In order to establish a basis for comparison, a few of Stem's competitors in terms of sustainable infrastructure should be brought to stage. This would include SunPower (NYSE:SPWR), a solar power generation and energy storage company, and ChargePoint (NYSE:CHPT), providing EV infrastructure and charging points. Taking the pro forma $3.5 billion valuation, and subtracting short-term notes and advances, while using Stem's 2022 revenue projections, the EV/revenue of Stem would be 12.7 in 2022. This can be compared to the EV/revenue ratio of 2.27 and 12 for SunPower and ChargePoint respectively. It can be seen that green energy has a rather large variant of ratios, with Stem hovering towards the upper end. This should not come as a surprise, and the underlying reason could probably be attributed to the uncertainty of future earnings relative to Stem's projections, as well as the lack of analyst coverage due to it being publicly traded only recently.
Potential Expansion into Different Market Segments
Stem currently caters for corporations and industrial facilities, but there lies a significant unaddressed market for energy storage systems: residential units, which account for 21% of total energy consumption in the US. However, the market for industrial ESS might be cornered by existing veterans including Sunnova (whose ex-director, Michael C. Morgan, is Stem's current chairman), which started in 2012 and IPOed in mid-2019 and whose business is solely reliant on the residential side of solar and battery storage installations. Sunnova has coverage in over 24 states, with energy service being implemented in over 116,000 homes. Despite this, there are over 140 million homes in the US with a 64% owner-occupied housing unit rate; as such, Stem could potentially break into the residential market in the coming years, especially with its recent PIPE and cash holdings.

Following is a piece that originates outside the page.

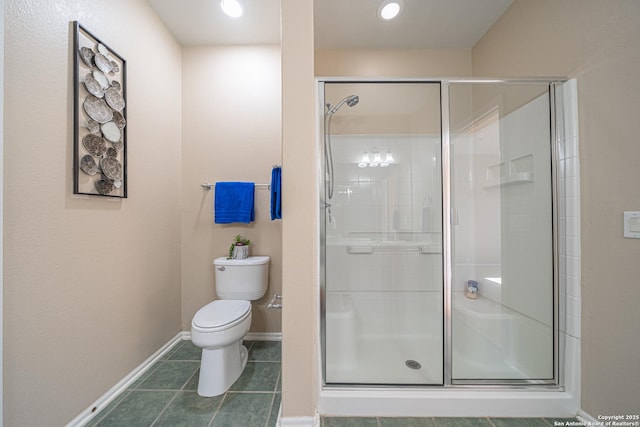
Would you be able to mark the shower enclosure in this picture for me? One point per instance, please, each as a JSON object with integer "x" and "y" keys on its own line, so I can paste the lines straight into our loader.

Is Stem's Athena Software Really Worth the Hype?
It seems somewhat of a letdown recalling the fact that a mere 30% of Stem's revenue is attributed to the state of the art Athena software. Despite this, Stem projects that as their assets under management grow, "software becomes a material portion of gross profits." This could be attributed to the recurrence of payments for Stem's patented Athena AI and machine learning technology. The adoption of such green electricity storage systems is subjected to the level of acceptance and immediate need for such energy-saving technology, further fueled by the presence of global warming and green legislation. Investors should be cautious about future earnings, and place extra scrutiny in evaluating the overall market acceptance of smart energy storage systems. Stem is spearheading the battery energy storage systems market and is definitely a long-term winner.